The operator uses OwnerReferences to link the StatefulSet to the Database resource. When the Database is deleted, Kubernetes garbage collects the StatefulSet automatically.

Client-Go Basics

client-go is the Go client library for Kubernetes. controller-runtime uses client-go under the hood, but you may need client-go directly for more control or for operators not using controller-runtime.

Direct client usage

import (
    "k8s.io/client-go/kubernetes"
    "k8s.io/client-go/tools/clientcmd"
)

func main() {
    kubeconfig := os.Getenv("KUBECONFIG")
    config, err := clientcmd.BuildConfigFromFlags("", kubeconfig)
    if err != nil {
        log.Fatal(err)
    }

    clientset, err := kubernetes.NewForConfig(config)
    if err != nil {
        log.Fatal(err)
    }

    // List pods
    pods, err := clientset.CoreV1().Pods("default").List(context.Background(), metav1.ListOptions{})
    if err != nil {
        log.Fatal(err)
    }

    for _, pod := range pods.Items {
        fmt.Printf("Pod: %s\n", pod.Name)
    }
}

client-go provides typed clients for all Kubernetes resource types. The clientset.CoreV1().Pods() returns an interface for pod operations.
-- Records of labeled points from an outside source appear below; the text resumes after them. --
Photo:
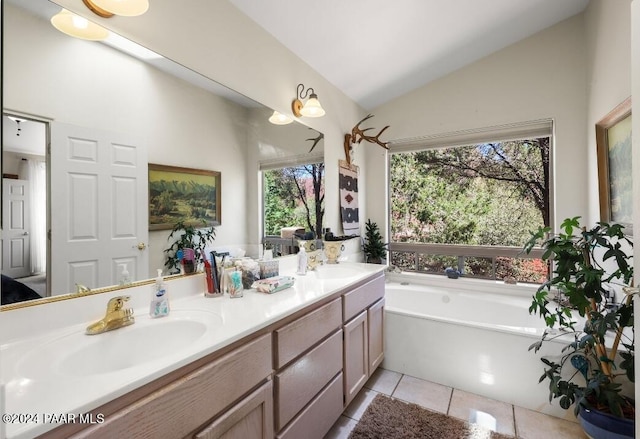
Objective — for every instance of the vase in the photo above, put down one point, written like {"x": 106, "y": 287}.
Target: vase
{"x": 600, "y": 425}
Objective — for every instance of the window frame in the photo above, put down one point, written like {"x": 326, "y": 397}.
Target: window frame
{"x": 280, "y": 163}
{"x": 509, "y": 132}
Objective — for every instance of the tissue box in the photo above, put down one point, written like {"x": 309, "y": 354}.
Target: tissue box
{"x": 288, "y": 232}
{"x": 269, "y": 268}
{"x": 274, "y": 284}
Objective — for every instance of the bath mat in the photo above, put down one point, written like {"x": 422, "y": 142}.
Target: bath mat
{"x": 388, "y": 418}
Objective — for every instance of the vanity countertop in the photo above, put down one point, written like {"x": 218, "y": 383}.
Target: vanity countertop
{"x": 48, "y": 374}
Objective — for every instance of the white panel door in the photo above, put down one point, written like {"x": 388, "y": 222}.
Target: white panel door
{"x": 99, "y": 207}
{"x": 15, "y": 234}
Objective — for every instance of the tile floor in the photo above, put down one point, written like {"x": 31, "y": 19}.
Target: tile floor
{"x": 499, "y": 416}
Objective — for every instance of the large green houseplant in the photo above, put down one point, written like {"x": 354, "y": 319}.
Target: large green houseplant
{"x": 599, "y": 353}
{"x": 374, "y": 248}
{"x": 187, "y": 236}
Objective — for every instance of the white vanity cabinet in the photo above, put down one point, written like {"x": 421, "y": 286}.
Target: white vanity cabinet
{"x": 289, "y": 379}
{"x": 363, "y": 317}
{"x": 183, "y": 406}
{"x": 308, "y": 380}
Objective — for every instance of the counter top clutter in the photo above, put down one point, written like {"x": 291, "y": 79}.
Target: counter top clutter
{"x": 52, "y": 371}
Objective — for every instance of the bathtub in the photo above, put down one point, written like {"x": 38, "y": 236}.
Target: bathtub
{"x": 470, "y": 335}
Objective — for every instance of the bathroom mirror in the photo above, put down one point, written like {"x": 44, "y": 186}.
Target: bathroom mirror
{"x": 53, "y": 78}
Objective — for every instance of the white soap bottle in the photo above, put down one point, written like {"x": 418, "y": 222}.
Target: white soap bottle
{"x": 302, "y": 261}
{"x": 159, "y": 306}
{"x": 125, "y": 279}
Choosing Your Approach: Trade-off Comparison

Approach	Control	Complexity	Best For
controller-runtime	Medium	Low-Medium	Most custom controllers, standard reconciliation
client-go directly	High	High	Very specific needs, learning K8s internals
Operator SDK	Medium	Medium	Production operators with OLM packaging
Kubebuilder	Medium	Medium	controller-runtime projects with best practices

controller-runtime is the default choice for most controllers. It handles caching, watching, and retry logic that you would otherwise have to write yourself. client-go directly gives you more control but more boilerplate. Operator SDK adds scaffolding on top of controller-runtime for production operators.

Production Failure Scenarios

Reconciliation Loop Falling Behind

Under heavy cluster load, the controller can fall behind its watch on the API server. This means spec changes take longer to propagate to actual resources.
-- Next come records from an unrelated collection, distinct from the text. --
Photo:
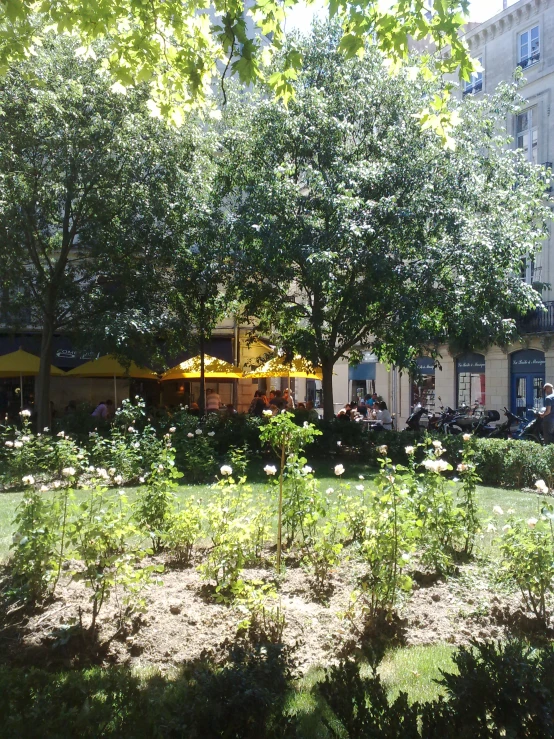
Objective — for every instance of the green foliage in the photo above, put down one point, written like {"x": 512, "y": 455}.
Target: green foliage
{"x": 528, "y": 560}
{"x": 153, "y": 506}
{"x": 102, "y": 538}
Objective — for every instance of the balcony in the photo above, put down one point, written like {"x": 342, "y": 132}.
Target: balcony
{"x": 538, "y": 322}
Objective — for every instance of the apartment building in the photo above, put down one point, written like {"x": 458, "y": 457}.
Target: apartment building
{"x": 521, "y": 35}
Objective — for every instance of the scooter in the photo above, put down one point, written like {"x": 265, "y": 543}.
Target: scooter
{"x": 413, "y": 422}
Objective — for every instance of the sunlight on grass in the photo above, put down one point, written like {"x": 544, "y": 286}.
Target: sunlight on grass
{"x": 413, "y": 670}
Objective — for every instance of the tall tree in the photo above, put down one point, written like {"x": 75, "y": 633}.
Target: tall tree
{"x": 355, "y": 227}
{"x": 178, "y": 48}
{"x": 95, "y": 195}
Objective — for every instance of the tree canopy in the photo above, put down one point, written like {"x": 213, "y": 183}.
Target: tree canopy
{"x": 354, "y": 227}
{"x": 97, "y": 198}
{"x": 179, "y": 48}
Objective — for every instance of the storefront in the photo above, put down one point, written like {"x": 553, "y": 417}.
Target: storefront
{"x": 423, "y": 386}
{"x": 361, "y": 377}
{"x": 527, "y": 380}
{"x": 470, "y": 380}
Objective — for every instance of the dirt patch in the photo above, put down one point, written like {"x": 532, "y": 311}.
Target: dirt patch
{"x": 182, "y": 621}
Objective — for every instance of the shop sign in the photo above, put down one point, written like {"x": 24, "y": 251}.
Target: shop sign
{"x": 528, "y": 360}
{"x": 426, "y": 365}
{"x": 474, "y": 363}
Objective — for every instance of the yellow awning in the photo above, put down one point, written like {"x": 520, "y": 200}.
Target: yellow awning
{"x": 108, "y": 366}
{"x": 23, "y": 364}
{"x": 213, "y": 369}
{"x": 277, "y": 367}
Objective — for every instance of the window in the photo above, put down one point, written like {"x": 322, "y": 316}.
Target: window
{"x": 527, "y": 134}
{"x": 529, "y": 47}
{"x": 475, "y": 84}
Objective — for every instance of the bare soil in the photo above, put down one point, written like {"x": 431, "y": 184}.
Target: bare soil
{"x": 183, "y": 621}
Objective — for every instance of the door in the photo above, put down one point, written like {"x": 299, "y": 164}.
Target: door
{"x": 527, "y": 393}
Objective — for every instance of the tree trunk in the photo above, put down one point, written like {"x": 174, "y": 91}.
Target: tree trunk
{"x": 43, "y": 391}
{"x": 327, "y": 386}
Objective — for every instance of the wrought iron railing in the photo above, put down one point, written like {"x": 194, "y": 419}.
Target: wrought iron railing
{"x": 539, "y": 321}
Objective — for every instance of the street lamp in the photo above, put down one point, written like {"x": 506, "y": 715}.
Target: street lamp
{"x": 202, "y": 289}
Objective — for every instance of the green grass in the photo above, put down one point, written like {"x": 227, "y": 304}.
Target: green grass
{"x": 524, "y": 504}
{"x": 413, "y": 670}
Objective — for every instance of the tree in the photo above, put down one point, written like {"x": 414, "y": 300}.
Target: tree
{"x": 354, "y": 227}
{"x": 95, "y": 198}
{"x": 178, "y": 48}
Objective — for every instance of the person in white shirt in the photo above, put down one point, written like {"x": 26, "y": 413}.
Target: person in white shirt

The tell is resources converging slowly after a change, sometimes several minutes. You might also see the controller pod consuming more CPU than usual.

Fix this by watching your controller queue depth. If it is growing, increase worker counts or add indexing for large clusters.

API Server Timeout During Reconciliation

Network blips or API server overload cause reconciliation operations to time out. The error message is context deadline exceeded.

This can leave resources partially updated. A pod might exist but not have its final labels set. A StatefulSet might have the wrong replica count but no init containers configured. The controller moves on without ensuring the resource reached its desired state, and the next reconciliation event might be minutes away.

Use exponential backoff on retry. Start with a 1-second delay, double on each failure, cap at 5 minutes. When reconciliation finally succeeds, reset the delay to the initial interval. This gives the API server time to recover without adding load during an already-stressed period.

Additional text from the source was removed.